Imagine the mortgage brokers as matchmakers between lenders and buyers. They are licensed professionals who help the home buyers find loans that best suit their budgets. These professionals charge one or two percent of the loan amount.
They are either paid by the lender or the buyers. A broker is not responsible for making lending decisions but communicating them between the two concerned parties.
Wholesale lenders are the exact opposite of direct lenders. They never directly interact with the borrowers. They mostly work in association with mortgage brokers to market their offers at discounted rates. The broker is responsible for completing the mortgage process. Make sure to check the online reviews and ratings of each broker.
These lenders fund their own loans but they sell them to larger institutions as the loan closes.
You can also borrow money from hard money lenders or private investors.
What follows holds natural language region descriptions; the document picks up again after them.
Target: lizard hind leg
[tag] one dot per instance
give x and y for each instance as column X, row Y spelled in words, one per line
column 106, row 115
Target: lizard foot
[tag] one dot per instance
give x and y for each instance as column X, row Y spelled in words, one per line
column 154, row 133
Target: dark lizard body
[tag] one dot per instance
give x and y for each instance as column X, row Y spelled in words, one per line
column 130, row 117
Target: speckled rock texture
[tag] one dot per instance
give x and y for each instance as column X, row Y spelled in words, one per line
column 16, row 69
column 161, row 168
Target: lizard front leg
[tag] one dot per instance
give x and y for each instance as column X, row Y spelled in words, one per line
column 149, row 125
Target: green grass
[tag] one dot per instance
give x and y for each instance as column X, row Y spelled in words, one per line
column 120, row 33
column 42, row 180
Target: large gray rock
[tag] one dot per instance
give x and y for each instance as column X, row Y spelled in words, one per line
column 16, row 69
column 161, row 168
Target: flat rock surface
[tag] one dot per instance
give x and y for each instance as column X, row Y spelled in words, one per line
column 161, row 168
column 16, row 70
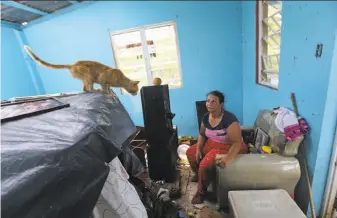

They provide short term loans. A lender generally takes a closer look at your financial stability to lend you the money whereas hard money investors focus on the value of the property. It is not a recommended option for first-time buyers.
2. Improve Your Credit Score
The struggle to find the best deal starts long before your hunt for a mortgage broker. It all starts with a good credit score offer your finances a checkup and fix them. Once every year, you’re entitled to a free credit report from each of the three main reporting bureaus – Experian, Equifax, and TransUnion. Visit AnnualCreditReport.com to get your free copies.
If the credit score is lower than your expectations, check for any errors or late payments. Get these issues fixed before you search for the best mortgage deals.
3. Narrow Down The Budget
You need to have an accurate idea of how much money can you pay every month. Even if you qualify for a certain loan, take time to check your incomes and expenses.
Lenders pre-approve the loans after checking the revolving debts and outstanding loans based on your gross income. They don’t take your utility bills into the accounts. Understanding your budget limits gives you a better chance to find the right mortgage lender for you.
4. Know Your Options
Upfront research can change the whole process for you. If you speak the same language as the mortgage lenders and understand the technical terms, discussing the terms and conditions gets easier. Spend hours on the internet to search for the mortgage types and their pros and cons.
Check online resources to find the most trusted lenders. Know your options well to make informed decisions. Keep in mind that an unnecessary rush can lead to missed payments, paying more money in interest, and even the potential to lose your home!
5. Rate Shop With Several Lenders
Closing the deal with the first lender you meet is never a good idea, especially for a beginner. You need to check the terms and conditions of different types of lenders. Shop rate with different lenders to get the best deal on interests and monthly payments.
According to a recent survey, homeowners can save up to $3000 by requesting quotes from five different lenders. If you don’t want to leave money on the table, check the online resources developed to compared different lenders in your area. A mortgage broker can do the legwork and provide you with the best options. Compare the bottom line costs.
6. Apply For Mortgage Preapproval
Applying for mortgage pre approval saves you a lot of time and inconvenience. Apply it with three to four lenders to get accurate loan pricing. Each lender will go through your debts and financial statements. Once you get the pre approvals, it is best to avoid moving money in banks and pulling out new credits.
7. Read The Mortgage Documents Thoroughly
Reading the mortgage documents can be tedious and boring. But if you don’t look at them closely you are more likely to miss out on important information.